This article is part of SWOT Team, a series on Mashable that features insights from leaders in marketing, brand-building and public relations.

We all know it pays to have a large social media presence (this is a world where companies pay Kim Kardashian an estimated $20,000 per promotional tweet). But short of buying followers or other forms of subterfuge, how can you organically build a powerful following and become a social media juggernaut?

See also: 3 ways brands can engage with shoppers on social media

For my new book Stand Out, I interviewed technology opinion leader Robert Scoble, who has built a massive social media following, including more than 450,000 Twitter followers, 650,000 Facebook followers and friends and a whopping 6.6 million followers on Google+.

Here are the strategies he's used to build his stratospheric social media fan base.

1. Become an early adopter

http://mashable.com/wp-content/uploads/2014/09/socialmedia.jpg

Image: Flickr, Jason Howie

In a world teeming with new social channels, it's difficult to be everywhere. But it's important to listen carefully to the buzz in your community. What is your target audience reading? Where are they spending their time? Is there a new app or platform everyone's talking about? If you discover a new platform you "click" with, dive in early, Scoble says. The momentum will help you build a viral following.

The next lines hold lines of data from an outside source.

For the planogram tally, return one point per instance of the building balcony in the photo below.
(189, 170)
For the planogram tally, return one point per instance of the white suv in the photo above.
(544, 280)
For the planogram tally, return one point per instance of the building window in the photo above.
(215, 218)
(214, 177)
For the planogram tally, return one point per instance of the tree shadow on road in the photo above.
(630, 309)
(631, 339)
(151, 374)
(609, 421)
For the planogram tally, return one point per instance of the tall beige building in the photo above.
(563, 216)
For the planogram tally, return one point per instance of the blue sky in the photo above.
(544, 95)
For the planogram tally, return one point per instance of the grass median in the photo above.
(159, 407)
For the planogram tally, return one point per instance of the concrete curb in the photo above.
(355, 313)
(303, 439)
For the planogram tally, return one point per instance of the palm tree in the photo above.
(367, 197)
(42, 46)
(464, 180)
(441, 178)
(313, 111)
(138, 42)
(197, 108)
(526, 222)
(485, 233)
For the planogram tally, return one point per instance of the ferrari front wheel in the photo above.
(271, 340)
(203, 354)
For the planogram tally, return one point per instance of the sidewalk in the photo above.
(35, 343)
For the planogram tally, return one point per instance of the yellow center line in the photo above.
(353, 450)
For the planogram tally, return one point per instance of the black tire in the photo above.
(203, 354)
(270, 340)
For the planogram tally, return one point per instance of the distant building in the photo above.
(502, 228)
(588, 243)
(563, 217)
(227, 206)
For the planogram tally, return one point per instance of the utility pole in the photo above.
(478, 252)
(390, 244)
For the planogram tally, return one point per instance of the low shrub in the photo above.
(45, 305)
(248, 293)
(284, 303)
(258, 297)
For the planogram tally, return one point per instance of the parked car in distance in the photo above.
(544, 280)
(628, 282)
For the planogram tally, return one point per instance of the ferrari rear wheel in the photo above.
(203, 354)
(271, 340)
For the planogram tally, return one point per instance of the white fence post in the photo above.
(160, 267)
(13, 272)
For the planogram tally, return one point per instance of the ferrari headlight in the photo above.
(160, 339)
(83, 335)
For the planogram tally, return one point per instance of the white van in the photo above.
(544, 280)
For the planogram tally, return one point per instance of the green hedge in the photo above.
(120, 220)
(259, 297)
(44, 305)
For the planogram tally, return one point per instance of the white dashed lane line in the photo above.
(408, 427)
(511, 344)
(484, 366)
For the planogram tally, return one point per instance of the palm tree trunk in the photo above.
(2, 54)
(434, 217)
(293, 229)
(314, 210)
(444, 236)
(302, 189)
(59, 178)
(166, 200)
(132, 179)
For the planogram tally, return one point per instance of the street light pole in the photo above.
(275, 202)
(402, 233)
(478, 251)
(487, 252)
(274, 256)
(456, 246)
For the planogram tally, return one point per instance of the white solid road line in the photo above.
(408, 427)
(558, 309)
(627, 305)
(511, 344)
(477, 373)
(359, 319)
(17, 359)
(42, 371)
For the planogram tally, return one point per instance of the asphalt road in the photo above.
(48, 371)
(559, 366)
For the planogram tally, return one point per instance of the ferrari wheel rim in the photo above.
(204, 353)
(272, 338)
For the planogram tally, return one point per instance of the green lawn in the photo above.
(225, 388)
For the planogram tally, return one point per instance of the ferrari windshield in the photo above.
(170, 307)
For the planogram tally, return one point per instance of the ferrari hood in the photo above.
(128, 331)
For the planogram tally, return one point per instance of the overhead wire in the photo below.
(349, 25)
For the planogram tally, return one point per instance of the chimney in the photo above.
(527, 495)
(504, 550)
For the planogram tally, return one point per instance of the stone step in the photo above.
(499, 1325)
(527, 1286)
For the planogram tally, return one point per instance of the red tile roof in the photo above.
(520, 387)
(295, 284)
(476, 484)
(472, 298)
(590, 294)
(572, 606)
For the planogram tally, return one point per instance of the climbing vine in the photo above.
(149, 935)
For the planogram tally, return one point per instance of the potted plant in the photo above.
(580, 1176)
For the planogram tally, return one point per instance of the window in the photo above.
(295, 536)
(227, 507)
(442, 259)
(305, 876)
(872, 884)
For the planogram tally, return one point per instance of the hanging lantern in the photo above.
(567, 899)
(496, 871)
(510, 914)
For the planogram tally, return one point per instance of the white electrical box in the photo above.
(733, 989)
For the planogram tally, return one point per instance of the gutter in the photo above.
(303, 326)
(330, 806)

One of the many benefits of early adoption is that you could be cited by the media as a "power user" and attract disproportionate attention. The platform itself may recommend you to others (just as Google+ steered new users to Scoble, enabling him to hit nearly 3 million followers in just a year's time).

In other words, if you get in on the ground floor, your following will grow as the platform does. Scoble managed to rack up an astonishing 730,000 comments on Google+ in a 90-day period.

"If you come in late," he says, "you have to spend more energy to get a network of 1,000 people than I did [for all of my followers].”

2. Go where the people are

Scoble built his reputation as a blogger, but if you go to his blog now, he'll tell you this: “After giving it some thought I have completely moved to Facebook [and Twitter and Google+ ]… Someday I might come back to the blog, but the world has moved and it is on social media.”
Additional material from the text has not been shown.